East Germany Table of Contents
The Council of Ministers is the government of East Germany and the highest organ of the state apparatus. Its position in the system of government and its functions and tasks are specified in the Constitution as amended in 1974 as well as in the Law on the Council of Ministers of the German Democratic Republic of October 1972. Whereas earlier the Council of Ministers had been described as the "executive organ of the People's Chamber," the 1972 statute defined the council as the "government." According to the new law, the Council of Ministers was to "carry out the decisions of the party of the working class on the basis of the laws and decisions of the People's Chamber." The Constitution as amended in 1974 significantly expanded the functions of the Council of Ministers at the expense of the Council of State.
In 1987 the Council of Ministers consisted of a chairman, two first deputy chairmen, and nine deputy chairmen, all of whom constituted an inner circle called the Presidium of the Council of Ministers. The chairman of the Council of Ministers, Willi Stoph, was head of the government (prime minister). Stoph, a representative of the old guard and a Politburo member since 1953, was again appointed council chairman in 1986. Unlike the nine deputy chairmen, the two first deputy chairmen, Politburo members Werner Krolikowski and Alfred Neumann, generally had not been responsible for specific ministerial portfolios.

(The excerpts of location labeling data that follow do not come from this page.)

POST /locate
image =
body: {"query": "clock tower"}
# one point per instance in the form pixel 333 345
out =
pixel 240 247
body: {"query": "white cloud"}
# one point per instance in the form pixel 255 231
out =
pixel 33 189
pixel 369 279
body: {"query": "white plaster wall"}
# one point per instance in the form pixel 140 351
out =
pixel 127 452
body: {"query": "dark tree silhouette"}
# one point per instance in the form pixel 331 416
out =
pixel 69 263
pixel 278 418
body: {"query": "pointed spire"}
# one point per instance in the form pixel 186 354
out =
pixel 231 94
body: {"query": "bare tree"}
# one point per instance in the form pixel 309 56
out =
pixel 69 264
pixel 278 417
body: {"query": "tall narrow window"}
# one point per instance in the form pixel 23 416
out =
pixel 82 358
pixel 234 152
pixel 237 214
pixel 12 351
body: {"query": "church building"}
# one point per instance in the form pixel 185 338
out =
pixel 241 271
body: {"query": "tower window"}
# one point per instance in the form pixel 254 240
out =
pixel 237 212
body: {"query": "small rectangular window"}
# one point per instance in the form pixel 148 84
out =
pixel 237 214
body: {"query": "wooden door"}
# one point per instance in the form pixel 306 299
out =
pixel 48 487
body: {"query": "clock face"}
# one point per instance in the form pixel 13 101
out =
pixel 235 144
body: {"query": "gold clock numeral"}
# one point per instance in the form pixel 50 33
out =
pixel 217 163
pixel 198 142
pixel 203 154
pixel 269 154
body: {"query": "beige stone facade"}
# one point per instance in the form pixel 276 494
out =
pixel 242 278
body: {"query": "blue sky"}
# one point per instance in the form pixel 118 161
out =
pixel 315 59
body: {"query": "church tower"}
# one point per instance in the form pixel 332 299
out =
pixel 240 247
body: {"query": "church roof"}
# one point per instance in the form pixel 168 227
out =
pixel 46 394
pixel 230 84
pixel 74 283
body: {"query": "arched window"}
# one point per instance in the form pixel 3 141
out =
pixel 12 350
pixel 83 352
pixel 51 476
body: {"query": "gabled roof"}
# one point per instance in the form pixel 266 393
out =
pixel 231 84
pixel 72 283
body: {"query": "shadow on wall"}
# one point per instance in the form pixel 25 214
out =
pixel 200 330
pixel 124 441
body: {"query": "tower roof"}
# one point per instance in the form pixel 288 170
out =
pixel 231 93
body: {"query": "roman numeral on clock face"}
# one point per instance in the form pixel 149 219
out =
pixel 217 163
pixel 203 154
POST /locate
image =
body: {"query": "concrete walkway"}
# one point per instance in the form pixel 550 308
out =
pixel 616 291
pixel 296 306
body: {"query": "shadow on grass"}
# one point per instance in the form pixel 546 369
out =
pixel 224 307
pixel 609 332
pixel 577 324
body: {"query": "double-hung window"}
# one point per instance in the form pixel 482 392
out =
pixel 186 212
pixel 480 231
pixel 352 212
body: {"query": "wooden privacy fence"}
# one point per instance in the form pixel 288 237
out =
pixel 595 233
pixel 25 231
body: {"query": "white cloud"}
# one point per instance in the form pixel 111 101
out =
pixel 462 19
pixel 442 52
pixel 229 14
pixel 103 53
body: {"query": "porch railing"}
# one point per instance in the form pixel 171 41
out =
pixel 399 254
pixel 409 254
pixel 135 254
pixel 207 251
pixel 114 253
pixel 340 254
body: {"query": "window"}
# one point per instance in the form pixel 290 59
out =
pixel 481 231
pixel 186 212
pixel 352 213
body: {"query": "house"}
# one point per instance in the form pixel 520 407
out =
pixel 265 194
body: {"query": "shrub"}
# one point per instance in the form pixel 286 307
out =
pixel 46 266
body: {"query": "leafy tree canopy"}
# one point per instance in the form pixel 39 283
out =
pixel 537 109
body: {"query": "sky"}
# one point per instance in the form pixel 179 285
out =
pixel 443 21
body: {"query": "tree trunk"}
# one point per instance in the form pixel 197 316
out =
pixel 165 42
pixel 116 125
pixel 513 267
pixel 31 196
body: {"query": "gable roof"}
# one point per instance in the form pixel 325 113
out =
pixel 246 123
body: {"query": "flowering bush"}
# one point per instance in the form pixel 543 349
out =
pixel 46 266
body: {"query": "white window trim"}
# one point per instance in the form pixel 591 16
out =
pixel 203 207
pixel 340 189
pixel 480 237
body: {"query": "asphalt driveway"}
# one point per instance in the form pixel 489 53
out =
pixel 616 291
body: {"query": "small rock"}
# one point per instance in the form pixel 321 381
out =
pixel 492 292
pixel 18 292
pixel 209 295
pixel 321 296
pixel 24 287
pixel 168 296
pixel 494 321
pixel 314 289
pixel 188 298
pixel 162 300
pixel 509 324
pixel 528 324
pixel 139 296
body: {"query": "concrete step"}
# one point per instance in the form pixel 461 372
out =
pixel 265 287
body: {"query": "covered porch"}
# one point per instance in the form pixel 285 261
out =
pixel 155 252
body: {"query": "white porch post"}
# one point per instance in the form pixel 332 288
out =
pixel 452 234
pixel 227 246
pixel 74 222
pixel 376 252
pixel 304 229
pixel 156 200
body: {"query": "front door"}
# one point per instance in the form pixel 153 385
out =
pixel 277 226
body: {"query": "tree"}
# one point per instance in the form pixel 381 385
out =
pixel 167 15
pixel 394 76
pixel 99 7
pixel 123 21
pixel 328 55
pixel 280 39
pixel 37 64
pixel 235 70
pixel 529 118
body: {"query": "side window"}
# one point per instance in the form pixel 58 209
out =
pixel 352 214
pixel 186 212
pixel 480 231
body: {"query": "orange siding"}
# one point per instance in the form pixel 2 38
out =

In 1987 four of the nine deputy chairmen represented the four non-SED political parties allowed to operate in East Germany: the Christian Democratic Union (Christlich-Demokratische Union--CDU); the Democratic Peasants' Party of Germany (Demokratische Bauernpartei Deutschlands--DBD); the Liberal Democratic Party of Germany (Liberal-Demokratische Partei Deutschlands--LDPD); and the National Democratic Party of Germany (National-Demokratische Partei Deutschlands--NDPD). The four non-SED deputy chairmen were the minister of post and telecommunications, Rudolf Schulze of the CDU; the minister of environmental protection and water management, Hans Reichelt of the DBD; the minister of justice, Hans- Joachim Heusinger of the LDPD; and the chairman of the State Contract Court, Manfred Flegel of the NDPD. The other five positions held by deputy chairman on the Presidium of the Council of Ministers were occupied by members of the Central Committee of the SED. Two of the appointees, Günther Kleiber and Gerhard Schürer, a candidate member, were also Politburo members. Of the thirty-three regular members on the council, including both ministers and nonministers, nineteen were concurrently members of the Central Committee of the SED, and two were also Politburo members. The latter were Erich Mielke, minister of state security, and Hans Joachim Böhme, minister of university and technical affairs.
According to the Constitution, all members of the Council of Ministers are formally selected to their posts by the People's Chamber for a five-year term. In fact these decisions probably emanate from the Politburo and the Central Committee of the SED. The Council of Ministers is required to work closely with the People's Chamber, and according to its administrative guidelines the council must have all its legal drafts and decisions approved by the People's Chamber before they become law. In practice, the converse is true; the People's Chamber is obliged to approve those actions that are undertaken by the council and then routinely submitted to the legislature. Similarly, the People's Chamber is given the formal responsibility of selecting the membership of the council; in practice such personnel decisions are made by the Politburo of the SED. The legislature is then expected to approve the selections.
As the de jure government, the Council of Ministers is responsible for providing the People's Chamber with the major legal drafts and decisions that subsequently are to be published in the name of the state. The work style of the Council of Ministers is a collective one. It normally meets on a weekly basis to discuss problems and plans put forward by individual ministers. It also confirms decisions that already have been made by the Presidium. The Presidium is of special importance because of its responsibility for handling the affairs of the council when the full body is not in session.
Specific functional responsibilities of the Council of Ministers include directing and planning the national economy; solving problems growing out of membership in the Council for Mutual Economic Assistance (Comecon--see Appendix B); coordinating and implementing social policy decisions that have been agreed upon with the support and concurrence of the Free German Trade Union Federation (Freier Deutscher Gewerkschaftsbund--FDGB); instructing and controlling subordinate levels of government, that is, the councils at district, county, and community levels that implement the laws and decisions of the central government; improving the functioning of the system of "democratic centralism" within the state apparatus; and carrying out the basic foreign policy principles of the socialist state.